My Kepler Bb humanoids are in the middle of a spectrum that goes from complete hunter gatherer (and thus having to go long distances for food and rely on ketosis to survive) to complete agriculture (and thus not having to move far or risk as many injuries)

They have more endurance, speed, and strength in their muscles as result of a set of hormones that are specifically for protein storage/usage in case of excess protein supply (in which case protein is stored as polypeptides for later use) or high protein demand (in which case polypeptides are broken down and transported to the muscle or muscles in need). This means that they are better long distance runner than we are. Their anatomy and physiology has a lot of similarities and a lot of differences from ours.

And every unit of time except the second is longer so that will have an even more profound effect when converting Kepler units to earth units (because Earth has the smaller units) and comparing them that way.

So I am thinking that being right in the middle of the spectrum (growing plants but still hunting and gathering for 100% of animal protein and most of their fat and certain vitamins and minerals that are more bioavailable in animals than in plants (iron is just one example of that)) should be perfectly plausible and thus it should be perfectly plausible that any given humanoid will have one home area where they grow plants and a much wider hunting radius around that area and be able to go from the home area to the edge of the hunting radius and back in a reasonable amount of time.

But is it perfectly plausible or is there something that prevents it?

  • 2
    $\begingroup$ "Their anatomy and physiology has a lot of similarities and a lot of differences from ours." it's a pretty vague statement... $\endgroup$
    – L.Dutch
    Jul 16, 2017 at 6:21

3 Answers 3


Being a farmer is a tough job.

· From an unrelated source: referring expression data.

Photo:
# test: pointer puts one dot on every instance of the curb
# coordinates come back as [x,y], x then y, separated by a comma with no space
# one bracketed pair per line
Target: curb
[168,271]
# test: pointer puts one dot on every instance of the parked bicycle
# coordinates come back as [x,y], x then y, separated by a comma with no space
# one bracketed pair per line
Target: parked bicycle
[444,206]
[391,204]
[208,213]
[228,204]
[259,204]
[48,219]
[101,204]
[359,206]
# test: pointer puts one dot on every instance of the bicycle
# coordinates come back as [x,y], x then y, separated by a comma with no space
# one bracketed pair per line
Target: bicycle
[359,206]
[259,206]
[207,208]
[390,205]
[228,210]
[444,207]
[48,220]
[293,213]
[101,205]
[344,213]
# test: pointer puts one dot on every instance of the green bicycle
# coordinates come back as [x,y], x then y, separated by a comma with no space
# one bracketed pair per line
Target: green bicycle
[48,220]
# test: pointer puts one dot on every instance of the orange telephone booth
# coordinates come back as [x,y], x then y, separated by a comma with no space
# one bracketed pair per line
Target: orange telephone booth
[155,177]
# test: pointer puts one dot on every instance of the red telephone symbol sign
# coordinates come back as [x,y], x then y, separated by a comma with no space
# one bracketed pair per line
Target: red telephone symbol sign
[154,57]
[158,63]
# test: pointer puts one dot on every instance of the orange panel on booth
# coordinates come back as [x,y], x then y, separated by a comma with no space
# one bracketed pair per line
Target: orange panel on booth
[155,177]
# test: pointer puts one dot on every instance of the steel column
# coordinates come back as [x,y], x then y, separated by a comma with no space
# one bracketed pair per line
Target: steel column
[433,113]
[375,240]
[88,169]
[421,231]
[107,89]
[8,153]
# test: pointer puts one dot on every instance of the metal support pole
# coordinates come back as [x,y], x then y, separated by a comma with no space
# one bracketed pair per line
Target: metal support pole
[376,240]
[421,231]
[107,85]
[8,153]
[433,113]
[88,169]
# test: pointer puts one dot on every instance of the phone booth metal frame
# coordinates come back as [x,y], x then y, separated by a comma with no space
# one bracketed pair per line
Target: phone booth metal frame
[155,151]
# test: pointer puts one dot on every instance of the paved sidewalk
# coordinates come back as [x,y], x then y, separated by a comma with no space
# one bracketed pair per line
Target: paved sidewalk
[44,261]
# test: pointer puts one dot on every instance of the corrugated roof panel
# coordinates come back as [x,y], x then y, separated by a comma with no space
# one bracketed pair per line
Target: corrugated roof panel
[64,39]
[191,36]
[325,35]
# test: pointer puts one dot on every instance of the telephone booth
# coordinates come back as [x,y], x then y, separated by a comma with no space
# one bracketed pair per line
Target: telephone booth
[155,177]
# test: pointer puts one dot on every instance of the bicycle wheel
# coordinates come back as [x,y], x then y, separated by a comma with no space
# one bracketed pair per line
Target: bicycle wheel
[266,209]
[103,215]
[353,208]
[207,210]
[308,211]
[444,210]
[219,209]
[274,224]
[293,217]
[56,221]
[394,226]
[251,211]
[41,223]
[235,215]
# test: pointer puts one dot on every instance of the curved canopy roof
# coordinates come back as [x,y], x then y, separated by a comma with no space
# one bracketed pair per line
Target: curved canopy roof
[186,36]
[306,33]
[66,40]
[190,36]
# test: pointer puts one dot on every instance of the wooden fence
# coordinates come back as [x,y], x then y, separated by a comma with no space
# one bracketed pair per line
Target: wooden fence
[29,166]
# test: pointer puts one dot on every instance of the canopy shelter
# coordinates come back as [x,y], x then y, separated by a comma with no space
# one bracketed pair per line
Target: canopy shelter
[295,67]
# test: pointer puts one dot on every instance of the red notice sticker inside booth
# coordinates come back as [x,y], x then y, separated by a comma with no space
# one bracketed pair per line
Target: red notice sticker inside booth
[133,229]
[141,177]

You don't plant the seed and sit on your porch sipping a beer waiting to harvest, but you have to take care of the soil, keep away weeds and animals, spread fertilizers, etc. which are all pretty demanding jobs (expecially if you have no mechanical helpers).

Hunting is also a demanding job: you have to seek for the pray, ambush it, slaughter it and then bring it back home.

So the two jobs are not compatible to the full extent for a single person, but what you can have is a mix of the two: a farmer can still set some traps to hunt for small herbivores (rabbits, wild goats and the like) harrassing his cultures. The prey can then act as dietary integration.

Or a family can have members specialized in farming and other specialized in hunting, for mutual benefit.

  • $\begingroup$ One should not overlook the so-called "complex hunter-gather" cultural family. Definitions vary, but one might be a society that takes active measures to manage their foraging resources. These measures have included re-seeding resources after harvest and controlled burns to remove competition or prepare the ground for desired species. That is, they perform some tasks that might be naive classified as belonging to agricultural societies, but are not primarily dependent on crops and don't engage in agriculture full time. $\endgroup$ Jul 16, 2017 at 15:28

Yes of course it's plausible.

Human beings didn't go from being hunter-gatherers to farmers overnight. It took literal millenia (~ 5 thousand years). I have no idea why you would think it would be even remotely implausible. Or why you thought you needed to explain how better at hunting your aliens are.

It is absolutely possible, moreover inevitable for any hunter-gatherer species who have discovered agriculture to go through a long, long, long (unimaginably long, I doubt most people even have a grasp on how long a century truly is, I know I don't) period of transition.


In the Middle East, domestication of an animals and development of agriculture were more or less synchronous - I think goat herding might have actually come first. But draft animals are so useful for dryland farming that I think domesticated animals to pull plows (cattle, or donkeys, or later, horses) are necessary. In the Middle East once agriculture was discovered it spread very quickly to all adjacent areas with a climate anywhere near suitable, with hunter gatherers giving up that lifestyle.

Wetland agriculture is different. The domestication of rice in China predates domestic pigs, with other animals coming along later (probably acquired from the West). Maybe it is because once you have your own tame pond full of plants, animals show up that you can eat: pigs, ducks, fish, crawdads. So: I propose that your humanoids who have agriculture but no domestic animals practice wetland agriculture: rice and other wet edible plants.